The International Energy Agency estimates that climate change pollution from the U.S. power sector must be reduced by 74 percent below 2005 levels by 2030 to achieve the goal of limiting worldwide temperature increase to less than 2 degrees Celsius. By the EPA’s own estimates, the Dirty Power Rule falls woefully short of hitting this target with a projected reduction of only 35 percent from 2005 levels. Of that, only roughly one percent is attributable to the impact of the Dirty Power Rule and 34 percent attributable to market factors.
Today’s petition was filed in the US Court of Appeals for the District of Columbia Circuit.
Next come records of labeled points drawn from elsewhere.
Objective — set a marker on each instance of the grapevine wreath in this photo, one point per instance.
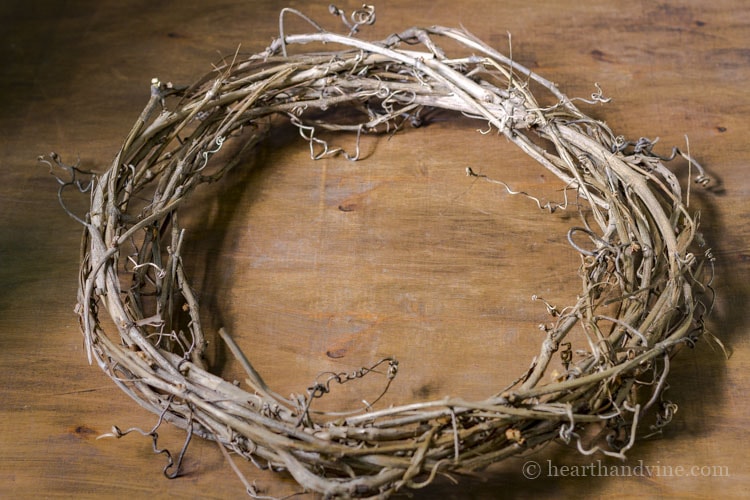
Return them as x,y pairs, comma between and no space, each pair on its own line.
641,289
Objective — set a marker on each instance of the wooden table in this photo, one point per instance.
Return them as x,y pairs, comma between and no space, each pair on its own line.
422,262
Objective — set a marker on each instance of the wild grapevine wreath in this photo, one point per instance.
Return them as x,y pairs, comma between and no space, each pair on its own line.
640,290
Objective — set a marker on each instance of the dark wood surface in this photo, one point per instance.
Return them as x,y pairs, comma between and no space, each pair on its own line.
421,262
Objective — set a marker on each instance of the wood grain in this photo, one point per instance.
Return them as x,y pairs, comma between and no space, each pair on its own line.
329,265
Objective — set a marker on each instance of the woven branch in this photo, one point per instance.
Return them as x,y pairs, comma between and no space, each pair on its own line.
640,282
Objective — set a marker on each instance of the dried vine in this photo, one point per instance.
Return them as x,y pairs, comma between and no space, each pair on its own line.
640,290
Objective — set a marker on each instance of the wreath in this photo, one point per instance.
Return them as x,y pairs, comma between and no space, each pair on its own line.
642,280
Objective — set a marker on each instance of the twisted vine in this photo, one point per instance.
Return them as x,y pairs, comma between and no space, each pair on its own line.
641,281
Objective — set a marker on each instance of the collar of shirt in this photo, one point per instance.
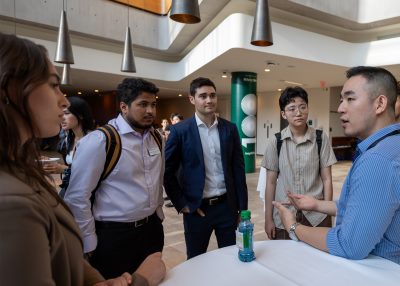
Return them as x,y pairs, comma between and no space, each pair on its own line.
199,122
124,127
287,133
363,145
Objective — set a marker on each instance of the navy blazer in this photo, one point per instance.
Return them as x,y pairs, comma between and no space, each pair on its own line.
184,176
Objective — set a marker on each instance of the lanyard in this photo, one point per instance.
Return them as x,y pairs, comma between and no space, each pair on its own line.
384,137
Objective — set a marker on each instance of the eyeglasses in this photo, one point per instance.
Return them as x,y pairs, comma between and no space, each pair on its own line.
302,108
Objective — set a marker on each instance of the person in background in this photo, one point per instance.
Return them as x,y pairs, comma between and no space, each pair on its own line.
77,122
299,166
164,130
204,172
175,118
368,210
40,243
124,223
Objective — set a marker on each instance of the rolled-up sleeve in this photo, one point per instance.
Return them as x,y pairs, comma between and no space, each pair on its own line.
366,210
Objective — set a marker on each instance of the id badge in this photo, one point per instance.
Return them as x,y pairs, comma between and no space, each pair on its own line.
154,151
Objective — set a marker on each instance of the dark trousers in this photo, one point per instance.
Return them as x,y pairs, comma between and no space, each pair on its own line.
283,234
122,247
219,218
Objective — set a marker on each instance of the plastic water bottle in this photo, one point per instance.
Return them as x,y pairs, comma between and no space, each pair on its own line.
244,237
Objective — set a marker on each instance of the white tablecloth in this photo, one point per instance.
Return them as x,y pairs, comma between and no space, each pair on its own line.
283,263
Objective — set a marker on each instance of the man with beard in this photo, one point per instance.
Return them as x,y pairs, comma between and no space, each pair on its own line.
123,225
368,210
204,173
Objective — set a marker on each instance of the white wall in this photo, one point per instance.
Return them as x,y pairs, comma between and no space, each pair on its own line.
336,125
268,114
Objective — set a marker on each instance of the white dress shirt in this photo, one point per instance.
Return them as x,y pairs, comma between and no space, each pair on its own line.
131,192
215,180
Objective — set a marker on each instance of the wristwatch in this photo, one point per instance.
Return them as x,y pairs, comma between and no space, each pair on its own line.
292,233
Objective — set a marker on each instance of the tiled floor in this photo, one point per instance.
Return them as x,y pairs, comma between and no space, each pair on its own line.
175,252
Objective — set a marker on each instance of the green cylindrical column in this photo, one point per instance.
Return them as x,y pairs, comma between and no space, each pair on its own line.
243,114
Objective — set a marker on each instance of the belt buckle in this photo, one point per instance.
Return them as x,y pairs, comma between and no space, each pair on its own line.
141,222
212,201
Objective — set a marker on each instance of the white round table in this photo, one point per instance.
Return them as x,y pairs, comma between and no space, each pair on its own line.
282,262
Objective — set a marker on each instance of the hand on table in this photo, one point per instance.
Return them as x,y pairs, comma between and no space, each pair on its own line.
287,217
302,202
153,269
123,280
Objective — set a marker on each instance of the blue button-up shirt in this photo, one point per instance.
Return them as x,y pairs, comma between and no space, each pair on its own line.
368,211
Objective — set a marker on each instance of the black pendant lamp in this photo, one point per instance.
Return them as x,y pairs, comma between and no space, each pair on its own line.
262,34
185,11
128,61
66,78
64,49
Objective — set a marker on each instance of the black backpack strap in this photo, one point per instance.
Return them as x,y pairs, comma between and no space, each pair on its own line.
113,153
278,142
157,137
318,133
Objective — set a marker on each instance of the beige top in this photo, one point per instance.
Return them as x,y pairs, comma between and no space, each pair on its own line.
40,242
299,168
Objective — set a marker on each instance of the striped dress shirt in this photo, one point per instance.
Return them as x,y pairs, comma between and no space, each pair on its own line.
299,169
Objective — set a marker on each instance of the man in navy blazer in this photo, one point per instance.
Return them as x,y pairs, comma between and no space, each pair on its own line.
204,172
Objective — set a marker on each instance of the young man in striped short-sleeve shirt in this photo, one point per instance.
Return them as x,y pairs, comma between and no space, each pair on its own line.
300,166
368,211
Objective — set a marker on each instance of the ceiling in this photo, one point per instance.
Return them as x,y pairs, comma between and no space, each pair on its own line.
309,74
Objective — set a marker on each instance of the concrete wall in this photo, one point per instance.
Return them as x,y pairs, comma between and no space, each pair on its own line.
98,18
335,123
183,106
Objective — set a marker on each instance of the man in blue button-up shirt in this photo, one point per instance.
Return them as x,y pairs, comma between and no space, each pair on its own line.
368,211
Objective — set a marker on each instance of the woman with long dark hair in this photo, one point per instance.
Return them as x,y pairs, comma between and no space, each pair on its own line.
77,122
40,243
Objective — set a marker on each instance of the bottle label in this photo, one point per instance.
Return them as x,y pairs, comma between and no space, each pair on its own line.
239,239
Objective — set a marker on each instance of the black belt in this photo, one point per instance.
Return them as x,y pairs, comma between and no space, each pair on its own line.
132,224
214,200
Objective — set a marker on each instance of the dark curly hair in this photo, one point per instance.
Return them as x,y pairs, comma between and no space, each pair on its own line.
24,66
289,94
130,88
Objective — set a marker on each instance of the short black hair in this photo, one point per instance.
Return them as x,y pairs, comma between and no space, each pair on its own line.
289,94
380,81
130,88
199,82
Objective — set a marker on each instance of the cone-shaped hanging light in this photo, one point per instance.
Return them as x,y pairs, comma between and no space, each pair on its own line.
262,34
128,62
185,11
66,79
64,48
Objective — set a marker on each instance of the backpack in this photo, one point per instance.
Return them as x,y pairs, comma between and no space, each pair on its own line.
318,134
113,152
Nessel joins the Attorneys General of California, Colorado, Connecticut, Delaware, Hawaii, Illinois, Maine, Maryland, Massachusetts, Minnesota, New Jersey, New Mexico, New York, North Carolina, Oregon, Pennsylvania, Rhode Island, Vermont, Virginia, Washington, Wisconsin, and the District of Columbia, and the chief legal officers of Boulder, Chicago, Los Angeles, New York City, Philadelphia, and South Miami.